One night last week, let’s say Tuesday, I was in bed. It was dark. And quiet. For many hours in a row. I couldn't rest.
I had voices in my head. Rather, I had a single voice in my head. It was saying the same words over and over. For now, the words don't matter.
"Kathy, I'm lost," I said, though I knew she was sleeping.
Simon and Garfunkle's "America" is a brilliant song. I can't listen to it without wanting to feel something. It’s come in handy lately as I’ve been working on getting in touch with my feelings.
In high school, my friends would debate (pre-Google) whether Paul told Kathy he was lost though he knew she was sleeping or for he knew she was sleeping.

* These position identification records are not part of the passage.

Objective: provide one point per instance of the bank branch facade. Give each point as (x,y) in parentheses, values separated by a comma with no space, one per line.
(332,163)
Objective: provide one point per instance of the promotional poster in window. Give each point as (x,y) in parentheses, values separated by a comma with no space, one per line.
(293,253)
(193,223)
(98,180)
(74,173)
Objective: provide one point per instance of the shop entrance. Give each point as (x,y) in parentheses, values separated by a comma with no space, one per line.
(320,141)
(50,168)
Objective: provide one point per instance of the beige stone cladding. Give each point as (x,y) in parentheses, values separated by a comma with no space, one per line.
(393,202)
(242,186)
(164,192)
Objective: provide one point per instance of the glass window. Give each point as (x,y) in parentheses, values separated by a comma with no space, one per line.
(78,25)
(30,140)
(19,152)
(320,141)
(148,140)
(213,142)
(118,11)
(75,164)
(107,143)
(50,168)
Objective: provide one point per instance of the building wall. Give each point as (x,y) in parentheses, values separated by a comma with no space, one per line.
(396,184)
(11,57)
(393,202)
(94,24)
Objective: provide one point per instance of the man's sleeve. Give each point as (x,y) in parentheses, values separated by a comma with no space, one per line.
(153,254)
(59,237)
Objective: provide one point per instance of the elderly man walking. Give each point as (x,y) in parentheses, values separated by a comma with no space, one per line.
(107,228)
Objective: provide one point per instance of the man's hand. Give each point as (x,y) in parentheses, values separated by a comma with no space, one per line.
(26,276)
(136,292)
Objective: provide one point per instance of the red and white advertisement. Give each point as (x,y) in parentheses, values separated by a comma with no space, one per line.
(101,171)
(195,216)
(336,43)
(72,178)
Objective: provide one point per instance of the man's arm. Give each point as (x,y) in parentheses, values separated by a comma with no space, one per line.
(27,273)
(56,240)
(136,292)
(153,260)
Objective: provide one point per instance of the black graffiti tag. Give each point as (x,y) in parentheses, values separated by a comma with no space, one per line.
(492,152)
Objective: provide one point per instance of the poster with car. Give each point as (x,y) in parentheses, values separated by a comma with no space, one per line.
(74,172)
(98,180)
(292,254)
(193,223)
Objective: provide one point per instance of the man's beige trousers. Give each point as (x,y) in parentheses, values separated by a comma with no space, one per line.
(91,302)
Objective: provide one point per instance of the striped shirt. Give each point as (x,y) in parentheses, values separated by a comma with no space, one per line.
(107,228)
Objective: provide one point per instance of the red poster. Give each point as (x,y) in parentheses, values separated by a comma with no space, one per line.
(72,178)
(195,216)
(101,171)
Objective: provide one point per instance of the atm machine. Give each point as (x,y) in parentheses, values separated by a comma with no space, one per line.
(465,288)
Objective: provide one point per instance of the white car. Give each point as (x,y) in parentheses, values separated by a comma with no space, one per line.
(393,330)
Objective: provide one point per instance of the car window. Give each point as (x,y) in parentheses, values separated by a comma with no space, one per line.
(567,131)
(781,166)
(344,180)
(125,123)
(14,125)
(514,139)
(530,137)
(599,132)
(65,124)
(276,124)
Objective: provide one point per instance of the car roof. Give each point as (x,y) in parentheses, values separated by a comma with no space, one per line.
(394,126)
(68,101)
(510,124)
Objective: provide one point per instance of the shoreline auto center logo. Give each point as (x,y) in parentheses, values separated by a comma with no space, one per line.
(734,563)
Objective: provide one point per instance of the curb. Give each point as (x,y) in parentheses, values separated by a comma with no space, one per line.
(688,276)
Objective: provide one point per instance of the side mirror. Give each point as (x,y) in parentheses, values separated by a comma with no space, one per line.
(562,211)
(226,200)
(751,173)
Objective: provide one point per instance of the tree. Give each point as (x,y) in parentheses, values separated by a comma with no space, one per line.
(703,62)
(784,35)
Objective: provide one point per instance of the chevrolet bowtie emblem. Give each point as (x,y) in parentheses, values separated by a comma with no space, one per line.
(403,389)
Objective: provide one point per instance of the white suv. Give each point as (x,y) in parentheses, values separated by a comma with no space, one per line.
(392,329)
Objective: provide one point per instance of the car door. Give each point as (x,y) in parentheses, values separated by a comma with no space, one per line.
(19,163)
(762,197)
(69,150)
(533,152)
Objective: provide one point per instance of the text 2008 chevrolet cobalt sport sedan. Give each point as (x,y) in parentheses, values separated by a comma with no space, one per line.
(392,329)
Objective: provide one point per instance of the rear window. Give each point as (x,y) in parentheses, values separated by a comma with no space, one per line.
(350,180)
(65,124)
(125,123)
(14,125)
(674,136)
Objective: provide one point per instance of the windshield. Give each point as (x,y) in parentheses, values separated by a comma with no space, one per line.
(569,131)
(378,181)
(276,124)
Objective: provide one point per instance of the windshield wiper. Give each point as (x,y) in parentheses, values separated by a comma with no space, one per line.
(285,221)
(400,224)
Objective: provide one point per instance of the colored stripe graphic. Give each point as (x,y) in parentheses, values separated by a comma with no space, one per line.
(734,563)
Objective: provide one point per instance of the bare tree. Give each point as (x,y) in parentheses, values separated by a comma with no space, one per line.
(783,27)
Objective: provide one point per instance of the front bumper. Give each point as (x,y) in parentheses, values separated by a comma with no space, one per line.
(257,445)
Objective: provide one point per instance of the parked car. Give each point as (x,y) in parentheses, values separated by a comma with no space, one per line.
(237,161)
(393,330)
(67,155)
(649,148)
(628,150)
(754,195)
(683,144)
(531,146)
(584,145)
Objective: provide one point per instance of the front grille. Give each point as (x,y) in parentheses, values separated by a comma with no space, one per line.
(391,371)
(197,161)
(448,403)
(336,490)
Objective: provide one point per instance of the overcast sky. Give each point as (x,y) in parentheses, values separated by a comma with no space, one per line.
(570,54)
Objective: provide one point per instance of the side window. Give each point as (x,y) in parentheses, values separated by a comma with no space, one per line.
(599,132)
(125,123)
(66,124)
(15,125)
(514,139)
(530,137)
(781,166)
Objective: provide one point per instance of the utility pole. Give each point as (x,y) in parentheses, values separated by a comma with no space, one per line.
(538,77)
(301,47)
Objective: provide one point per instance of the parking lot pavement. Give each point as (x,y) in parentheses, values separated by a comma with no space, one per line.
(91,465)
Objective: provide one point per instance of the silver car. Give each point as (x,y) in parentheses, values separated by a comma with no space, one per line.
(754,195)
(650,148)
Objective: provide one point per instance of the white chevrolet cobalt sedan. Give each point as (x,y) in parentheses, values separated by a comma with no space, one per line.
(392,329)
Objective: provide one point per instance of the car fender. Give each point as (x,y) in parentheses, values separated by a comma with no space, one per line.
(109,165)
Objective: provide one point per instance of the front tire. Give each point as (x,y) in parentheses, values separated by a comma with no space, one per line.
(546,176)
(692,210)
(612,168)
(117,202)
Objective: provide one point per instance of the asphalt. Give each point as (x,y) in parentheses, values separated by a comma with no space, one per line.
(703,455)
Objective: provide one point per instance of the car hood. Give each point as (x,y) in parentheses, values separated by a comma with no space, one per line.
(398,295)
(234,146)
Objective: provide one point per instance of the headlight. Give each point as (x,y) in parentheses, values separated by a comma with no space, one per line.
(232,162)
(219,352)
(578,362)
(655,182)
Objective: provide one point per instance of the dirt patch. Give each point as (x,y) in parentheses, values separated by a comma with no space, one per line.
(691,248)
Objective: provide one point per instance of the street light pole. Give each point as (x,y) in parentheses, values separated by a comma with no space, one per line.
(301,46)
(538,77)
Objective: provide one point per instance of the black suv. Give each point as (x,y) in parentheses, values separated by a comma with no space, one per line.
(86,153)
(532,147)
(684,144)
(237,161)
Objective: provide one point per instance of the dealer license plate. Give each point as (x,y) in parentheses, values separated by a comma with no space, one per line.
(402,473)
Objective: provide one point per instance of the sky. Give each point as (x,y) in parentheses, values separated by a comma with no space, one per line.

Thirtysomething years I still appreciate the debate. I’m now having it with my adulting daughter who keeps trying to convince me it doesn’t matter because everybody knows it’s “though”. But I actually think there's an important distinction worth considering.
If he tells her "because" he knows she won't hear it, it’s coming from a place of fear. If he tells her "though" he knows, it’s coming from a place of hope.
I’ve spent a lot of Tuesdays operating out of fear.
But last Tuesday, I told my “Kathy” I was lost. I told her even though she was sleeping. I was hoping she'd hear me. She didn't. And she did.
She picked her head up, looked around a bit and said, "hi". Then she put her head down again and went back to sleep.
I stayed awake. Still restless. But perhaps a little less lost.